AUTHOR=Jehl Frédéric , Degalez Fabien , Bernard Maria , Lecerf Frédéric , Lagoutte Laetitia , Désert Colette , Coulée Manon , Bouchez Olivier , Leroux Sophie , Abasht Behnam , Tixier-Boichard Michèle , Bed’hom Bertrand , Burlot Thierry , Gourichon David , Bardou Philippe , Acloque Hervé , Foissac Sylvain , Djebali Sarah , Giuffra Elisabetta , Zerjal Tatiana , Pitel Frédérique , Klopp Christophe , Lagarrigue Sandrine
TITLE=RNA-Seq Data for Reliable SNP Detection and Genotype Calling: Interest for Coding Variant Characterization and Cis-Regulation Analysis by Allele-Specific Expression in Livestock Species
JOURNAL=Frontiers in Genetics
VOLUME=12
YEAR=2021
URL=https://www.frontiersin.org/journals/genetics/articles/10.3389/fgene.2021.655707
DOI=10.3389/fgene.2021.655707
ISSN=1664-8021
ABSTRACT=
In addition to their common usages to study gene expression, RNA-seq data accumulated over the last 10 years are a yet-unexploited resource of SNPs in numerous individuals from different populations. SNP detection by RNA-seq is particularly interesting for livestock species since whole genome sequencing is expensive and exome sequencing tools are unavailable. These SNPs detected in expressed regions can be used to characterize variants affecting protein functions, and to study cis-regulated genes by analyzing allele-specific expression (ASE) in the tissue of interest. However, gene expression can be highly variable, and filters for SNP detection using the popular GATK toolkit are not yet standardized, making SNP detection and genotype calling by RNA-seq a challenging endeavor. We compared SNP calling results using GATK suggested filters, on two chicken populations for which both RNA-seq and DNA-seq data were available for the same samples of the same tissue. We showed, in expressed regions, a RNA-seq precision of 91% (SNPs detected by RNA-seq and shared by DNA-seq) and we characterized the remaining 9% of SNPs. We then studied the genotype (GT) obtained by RNA-seq and the impact of two factors (GT call-rate and read number per GT) on the concordance of GT with DNA-seq; we proposed thresholds for them leading to a 95% concordance.
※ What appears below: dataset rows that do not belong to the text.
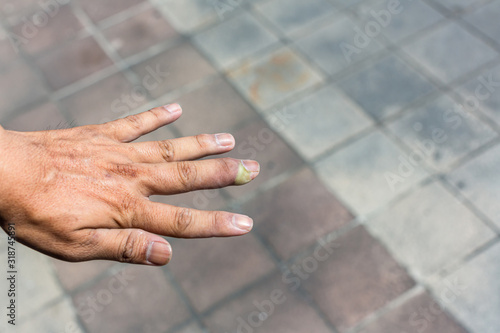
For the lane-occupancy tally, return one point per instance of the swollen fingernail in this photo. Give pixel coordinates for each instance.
(243, 223)
(224, 140)
(247, 172)
(173, 108)
(159, 253)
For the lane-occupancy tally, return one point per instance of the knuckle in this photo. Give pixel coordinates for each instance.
(187, 173)
(167, 150)
(132, 247)
(183, 219)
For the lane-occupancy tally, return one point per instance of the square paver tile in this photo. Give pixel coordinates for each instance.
(479, 181)
(336, 46)
(296, 213)
(211, 269)
(397, 22)
(268, 307)
(471, 293)
(63, 312)
(450, 52)
(43, 117)
(442, 132)
(106, 100)
(214, 108)
(319, 122)
(419, 314)
(274, 78)
(457, 5)
(139, 33)
(481, 93)
(257, 141)
(58, 29)
(72, 62)
(357, 279)
(420, 230)
(19, 86)
(486, 20)
(234, 40)
(99, 10)
(74, 275)
(135, 299)
(172, 69)
(386, 87)
(369, 173)
(290, 16)
(37, 285)
(188, 15)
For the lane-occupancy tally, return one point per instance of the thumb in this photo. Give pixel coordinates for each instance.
(133, 246)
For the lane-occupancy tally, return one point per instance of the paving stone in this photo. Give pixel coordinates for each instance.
(139, 33)
(357, 279)
(302, 212)
(419, 314)
(291, 16)
(257, 141)
(397, 22)
(64, 315)
(442, 132)
(386, 87)
(109, 99)
(213, 108)
(319, 121)
(335, 47)
(420, 230)
(234, 40)
(99, 10)
(60, 28)
(74, 275)
(19, 86)
(188, 15)
(80, 58)
(172, 69)
(278, 310)
(211, 269)
(485, 19)
(273, 78)
(369, 173)
(480, 94)
(136, 299)
(456, 5)
(442, 52)
(37, 284)
(470, 293)
(43, 117)
(479, 181)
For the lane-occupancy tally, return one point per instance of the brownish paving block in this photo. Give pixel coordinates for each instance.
(139, 33)
(172, 69)
(296, 213)
(136, 299)
(73, 62)
(211, 269)
(420, 314)
(357, 279)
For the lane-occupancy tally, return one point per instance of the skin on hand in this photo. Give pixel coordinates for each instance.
(83, 193)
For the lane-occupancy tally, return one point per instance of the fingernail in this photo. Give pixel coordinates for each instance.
(247, 172)
(159, 253)
(242, 222)
(173, 108)
(224, 140)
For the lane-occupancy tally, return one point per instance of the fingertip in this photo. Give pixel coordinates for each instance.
(159, 253)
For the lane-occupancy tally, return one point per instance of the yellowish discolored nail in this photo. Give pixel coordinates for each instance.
(247, 171)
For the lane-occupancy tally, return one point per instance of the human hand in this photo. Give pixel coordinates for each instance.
(83, 193)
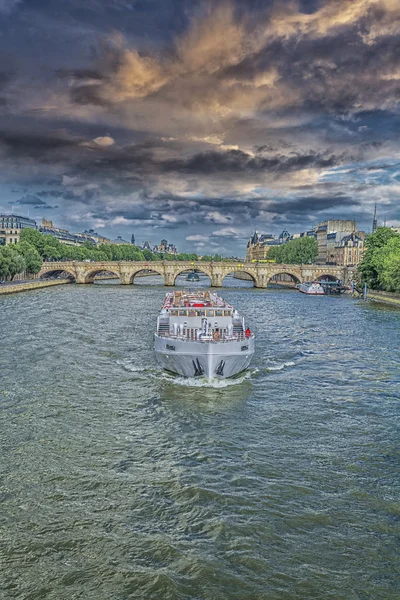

Applying these thresholds to 767 multi-tissue RNA-seq of 382 birds of 11 chicken populations, we found 9.5 M SNPs in total, of which ∼550,000 SNPs per tissue and population with a reliable GT (call rate ≥ 50%) and among them, ∼340,000 with a MAF ≥ 10%. We showed that such RNA-seq data from one tissue can be used to (i) detect SNPs with a strong predicted impact on proteins, despite their scarcity in each population (16,307 SIFT deleterious missenses and 590 stop-gained), (ii) study, on a large scale, cis-regulations of gene expression, with ∼81% of protein-coding and 68% of long non-coding genes (TPM ≥ 1) that can be analyzed for ASE, and with ∼29% of them that were cis-regulated, and (iii) analyze population genetic using such SNPs located in expressed regions. This work shows that RNA-seq data can be used with good confidence to detect SNPs and associated GT within various populations and used them for different analyses as GTEx studies.